The dependence of the electronic transport properties of ferrite on crystal structure is not exceptional in comparison with other materials. So, you will have to consider the relevant phase diagrams of ferrite and establish what transport measurements have revealed for the transport properties in the regions of these phase diagrams relevant to you.
You may begin with the phase diagram attached. There are also two relatively old papers, dealing with the thermodynamic properties of Iron-Oxygen systems, by LS Darken and RW Gurry, which I similarly attach below.

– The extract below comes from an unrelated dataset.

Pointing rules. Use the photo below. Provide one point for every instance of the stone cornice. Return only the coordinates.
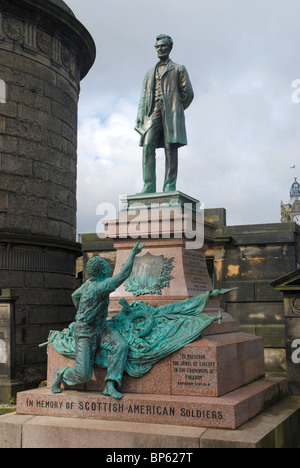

Perhaps your question is on the Verwey phase that these materials present as an special feature of them. For instance, the magnetite (the oldest ferrite known) has a Verwey temperature around 120 K undergoing a first-order structural phase transition (cubic to octahedral symmetries). At room temperature it is a half-metal while at temperatures below the Verwey transition it suffers a drop of conductivity 2 or 3 orders of magnitude,i.e. it is an insulator. The decrease of conductivity is due to a freezing of electron hopping between octahedral Fe atoms (Fe2+ and Fe3+). Thus we obtain a charge ordering in the unit cell directly related with the orbital order.
More fundamentally speaking, this phase transition characteristic of the ferrites is produced by an electron-phonon coupling under strongly correlated electronic interactions as physical background. The mixture of these different interactions makes that even today the full understanding is not achieved for such transitions.